The interface from IdentityIQ to a SIEM
The SIEM Plugin is an essential building block of the architecture for secure identity access management that integrates IAM, PAM and SIEM solutions.
To deliver log data (AuditEvents) from IdentityIQ to a SIEM requires an interface. The Advantages:
- A plugin for exporting syslog events in Common Event Format (CEF)
- The task only needs the IP address and the port of the SIEM/Syslog receiver
- The task regularly exports all configured AuditEvents from IdentityIQ to the defined address
KOGIT SIEM Export Plugin for SailPoint IdentityIQ
The customers requirement for integration of IdentityIQ with a SIEM requires an interface to deliver protocol data from IdentityIQ to a SIEM. In this context log data refers to the AuditEvents in IdentityIQ. Further technical or business log data like Syslog or ProvisioningTransaction are not considered.
Technical log data of the web server can be collected via the operating system monitoring of the SIEM.
The plugin transmits the AuditAction events from IdentityIQ to the SIEM system via syslog in a Common Event Format. For this purpose, a so-called Scheduled Task is configured. It is not a real time procedure but can be used as a near time procedure by appropriate clocking.
The plugin is currently being supported in English and German.
Simple documentation with SailPoint2Doc
With the SailPoint2Doc AddOn from KOGIT, customer-specific adaptations to SailPoint installations can be displayed in a clear form, easily and without system access. Project managers, consultants and developers receive an interactive documentation of the complete workflows at the push of a button. This reduces the amount of training required for new project staff. SailPoint2Doc shows an interactive summary of the most important parameters of the adjustments instead of the code of the XML files and visualizes all connections between the objects – thus the result is also well readable and understandable for project members who are lacking the detailed technical knowledge of SailPoint products. While manually created documentation quickly becomes obsolete, SailPoint2Doc offers the advantage of the created documentation always being up-to-date.

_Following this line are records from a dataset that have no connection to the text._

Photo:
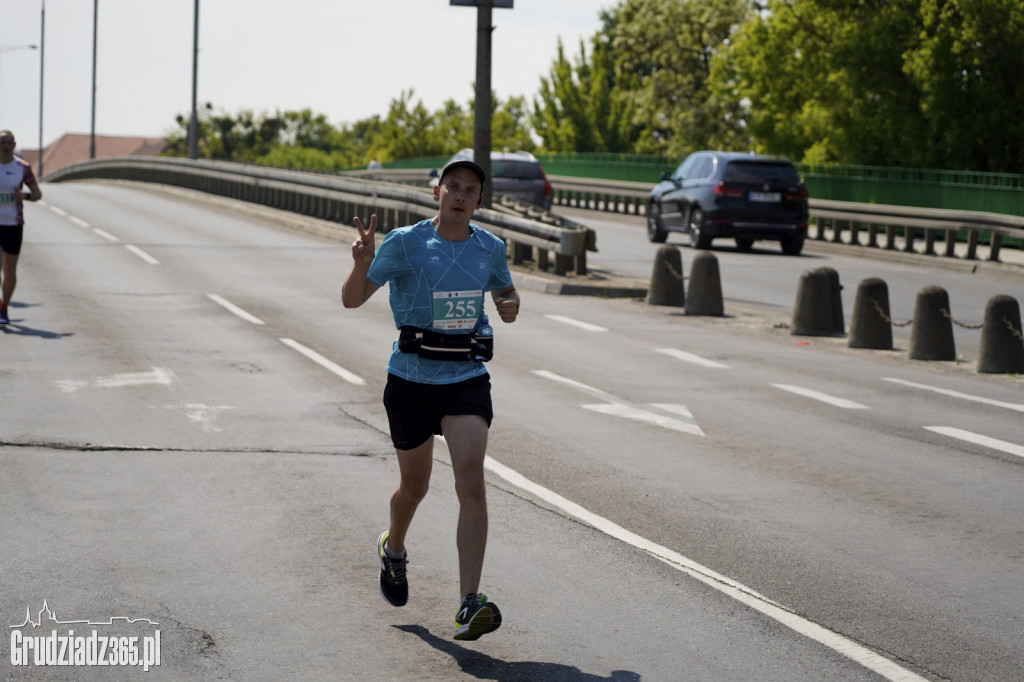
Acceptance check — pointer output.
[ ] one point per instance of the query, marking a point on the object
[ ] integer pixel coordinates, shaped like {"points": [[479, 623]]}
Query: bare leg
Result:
{"points": [[9, 278], [414, 467], [467, 439]]}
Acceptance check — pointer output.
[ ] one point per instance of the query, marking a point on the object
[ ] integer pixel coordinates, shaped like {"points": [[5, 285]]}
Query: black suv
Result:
{"points": [[514, 174], [739, 196]]}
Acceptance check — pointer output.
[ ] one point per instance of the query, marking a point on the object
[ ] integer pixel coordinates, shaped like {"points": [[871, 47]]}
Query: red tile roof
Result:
{"points": [[73, 147]]}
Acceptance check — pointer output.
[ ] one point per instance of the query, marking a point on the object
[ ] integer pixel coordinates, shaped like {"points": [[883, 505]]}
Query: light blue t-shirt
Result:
{"points": [[438, 284]]}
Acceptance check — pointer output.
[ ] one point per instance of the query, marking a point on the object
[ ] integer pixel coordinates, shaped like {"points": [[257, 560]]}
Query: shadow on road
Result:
{"points": [[487, 668], [22, 330]]}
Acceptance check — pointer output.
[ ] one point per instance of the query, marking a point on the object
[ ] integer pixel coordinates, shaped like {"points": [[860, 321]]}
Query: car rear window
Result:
{"points": [[748, 172], [519, 170]]}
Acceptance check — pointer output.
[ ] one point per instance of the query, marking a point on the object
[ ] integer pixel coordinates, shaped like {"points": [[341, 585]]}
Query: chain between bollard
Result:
{"points": [[676, 273], [958, 324], [887, 318], [1013, 330]]}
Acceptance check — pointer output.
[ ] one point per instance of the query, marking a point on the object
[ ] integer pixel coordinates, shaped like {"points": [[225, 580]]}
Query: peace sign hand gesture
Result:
{"points": [[363, 248]]}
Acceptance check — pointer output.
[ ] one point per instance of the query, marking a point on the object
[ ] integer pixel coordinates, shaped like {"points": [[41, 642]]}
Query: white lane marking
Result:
{"points": [[727, 586], [596, 392], [158, 376], [141, 254], [690, 357], [824, 397], [233, 308], [638, 415], [966, 396], [105, 235], [577, 323], [616, 407], [325, 363], [979, 439]]}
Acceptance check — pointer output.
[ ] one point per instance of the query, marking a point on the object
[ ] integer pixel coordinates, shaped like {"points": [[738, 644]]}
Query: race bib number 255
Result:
{"points": [[457, 309]]}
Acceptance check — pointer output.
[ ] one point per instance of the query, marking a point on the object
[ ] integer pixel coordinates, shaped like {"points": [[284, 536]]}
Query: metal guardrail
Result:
{"points": [[840, 218], [340, 198]]}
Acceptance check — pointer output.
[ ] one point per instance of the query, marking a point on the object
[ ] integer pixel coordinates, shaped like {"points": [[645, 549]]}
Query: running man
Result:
{"points": [[14, 174], [438, 270]]}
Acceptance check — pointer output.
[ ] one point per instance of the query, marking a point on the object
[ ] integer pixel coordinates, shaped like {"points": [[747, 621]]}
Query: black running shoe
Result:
{"points": [[394, 587], [476, 616]]}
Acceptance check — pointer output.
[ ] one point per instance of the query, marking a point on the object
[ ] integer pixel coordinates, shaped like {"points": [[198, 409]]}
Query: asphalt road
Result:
{"points": [[193, 438]]}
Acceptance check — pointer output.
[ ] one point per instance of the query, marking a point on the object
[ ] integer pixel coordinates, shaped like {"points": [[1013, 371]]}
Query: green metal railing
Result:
{"points": [[965, 190]]}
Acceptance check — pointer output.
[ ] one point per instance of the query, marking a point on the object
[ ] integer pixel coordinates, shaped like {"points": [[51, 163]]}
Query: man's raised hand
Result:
{"points": [[363, 248]]}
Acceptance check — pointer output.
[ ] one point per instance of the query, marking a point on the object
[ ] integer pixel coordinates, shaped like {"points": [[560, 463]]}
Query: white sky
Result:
{"points": [[343, 58]]}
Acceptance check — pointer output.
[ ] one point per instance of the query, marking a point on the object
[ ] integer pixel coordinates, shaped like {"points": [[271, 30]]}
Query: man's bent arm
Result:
{"points": [[356, 289]]}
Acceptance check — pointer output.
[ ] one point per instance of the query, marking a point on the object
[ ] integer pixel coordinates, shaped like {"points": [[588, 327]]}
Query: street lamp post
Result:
{"points": [[11, 48], [194, 119], [92, 125], [481, 114], [42, 59]]}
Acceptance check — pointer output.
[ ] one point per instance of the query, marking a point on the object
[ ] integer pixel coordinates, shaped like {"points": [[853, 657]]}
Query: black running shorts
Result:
{"points": [[10, 239], [415, 411]]}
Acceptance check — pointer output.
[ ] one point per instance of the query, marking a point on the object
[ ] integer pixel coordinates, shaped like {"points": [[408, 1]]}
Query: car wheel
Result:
{"points": [[792, 246], [698, 238], [655, 230]]}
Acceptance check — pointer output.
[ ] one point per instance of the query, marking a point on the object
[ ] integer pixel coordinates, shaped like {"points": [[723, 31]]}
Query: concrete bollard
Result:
{"points": [[871, 324], [932, 334], [705, 296], [1001, 345], [819, 304], [667, 278]]}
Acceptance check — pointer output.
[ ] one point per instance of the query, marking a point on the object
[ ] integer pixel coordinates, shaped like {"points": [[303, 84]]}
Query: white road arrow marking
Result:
{"points": [[979, 439], [158, 376], [577, 323], [690, 357], [619, 408], [824, 397], [964, 396]]}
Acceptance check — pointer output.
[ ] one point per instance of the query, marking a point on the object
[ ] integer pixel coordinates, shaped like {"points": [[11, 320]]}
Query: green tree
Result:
{"points": [[969, 67], [926, 83], [664, 51], [583, 105]]}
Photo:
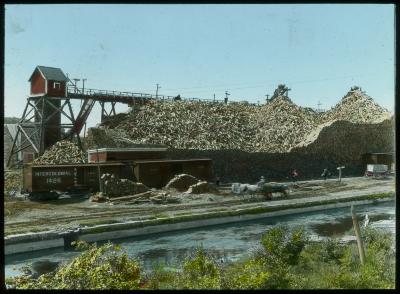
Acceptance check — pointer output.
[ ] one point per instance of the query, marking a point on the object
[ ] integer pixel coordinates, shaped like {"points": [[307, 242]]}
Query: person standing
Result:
{"points": [[261, 181], [325, 174], [295, 175]]}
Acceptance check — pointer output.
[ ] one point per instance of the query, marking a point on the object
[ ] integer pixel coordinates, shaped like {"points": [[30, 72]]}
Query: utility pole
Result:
{"points": [[226, 97], [83, 87], [76, 80], [83, 92], [158, 87]]}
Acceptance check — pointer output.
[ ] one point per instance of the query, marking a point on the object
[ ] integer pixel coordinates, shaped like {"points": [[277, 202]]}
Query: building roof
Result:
{"points": [[51, 73]]}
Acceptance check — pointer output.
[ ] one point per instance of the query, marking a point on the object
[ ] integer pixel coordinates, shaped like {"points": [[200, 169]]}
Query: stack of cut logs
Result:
{"points": [[274, 127]]}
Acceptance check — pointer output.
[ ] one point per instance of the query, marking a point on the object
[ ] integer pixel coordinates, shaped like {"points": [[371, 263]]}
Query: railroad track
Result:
{"points": [[118, 213]]}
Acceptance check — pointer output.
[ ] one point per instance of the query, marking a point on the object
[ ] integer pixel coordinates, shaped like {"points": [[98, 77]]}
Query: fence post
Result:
{"points": [[358, 236]]}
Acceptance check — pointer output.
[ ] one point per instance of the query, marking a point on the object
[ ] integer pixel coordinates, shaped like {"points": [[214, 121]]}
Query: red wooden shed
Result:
{"points": [[50, 81]]}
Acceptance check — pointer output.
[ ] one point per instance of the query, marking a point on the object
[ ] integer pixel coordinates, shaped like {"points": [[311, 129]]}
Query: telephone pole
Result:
{"points": [[76, 80], [158, 87], [226, 97]]}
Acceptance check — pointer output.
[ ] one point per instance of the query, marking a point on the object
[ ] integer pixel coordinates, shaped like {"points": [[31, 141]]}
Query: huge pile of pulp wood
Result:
{"points": [[63, 152], [274, 127]]}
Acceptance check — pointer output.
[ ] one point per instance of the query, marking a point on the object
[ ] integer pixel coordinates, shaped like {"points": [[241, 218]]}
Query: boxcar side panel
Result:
{"points": [[52, 178]]}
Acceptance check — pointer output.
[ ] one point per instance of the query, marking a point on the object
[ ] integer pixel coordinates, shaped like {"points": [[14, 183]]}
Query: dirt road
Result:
{"points": [[23, 216]]}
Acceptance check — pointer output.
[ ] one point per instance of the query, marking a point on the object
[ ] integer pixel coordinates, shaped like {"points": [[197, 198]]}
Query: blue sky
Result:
{"points": [[319, 51]]}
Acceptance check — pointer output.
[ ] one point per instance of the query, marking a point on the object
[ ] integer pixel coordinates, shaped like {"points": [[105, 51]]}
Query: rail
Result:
{"points": [[128, 96]]}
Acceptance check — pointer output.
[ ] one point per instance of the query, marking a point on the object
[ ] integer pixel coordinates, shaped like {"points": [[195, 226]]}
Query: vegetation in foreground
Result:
{"points": [[287, 259]]}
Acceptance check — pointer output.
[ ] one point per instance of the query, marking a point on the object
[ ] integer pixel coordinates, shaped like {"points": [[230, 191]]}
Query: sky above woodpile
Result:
{"points": [[319, 51]]}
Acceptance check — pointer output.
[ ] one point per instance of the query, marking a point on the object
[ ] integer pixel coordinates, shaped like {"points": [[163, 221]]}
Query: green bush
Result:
{"points": [[103, 267], [286, 260]]}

Automated tests for SailPoint IdentityIQ workflows and rules
The efficient testing of project-specific adaptations for SailPoint IdentityIQ is an essential component in the quality assurance of every implementation project. The SailPointTester is a Java-based add-on that allows automatic (Junit-)tests of rules, workflows, email templates and much more, which integrate seamlessly into the development process. With the SailPointTester, rules or individual workflow steps can be executed locally in the development environment without connection to a database and the results verified. For more extensive tests, the SailPointTester supports offline mode as well as tests against a real IdentityIQ database. A must for every complex implementation project.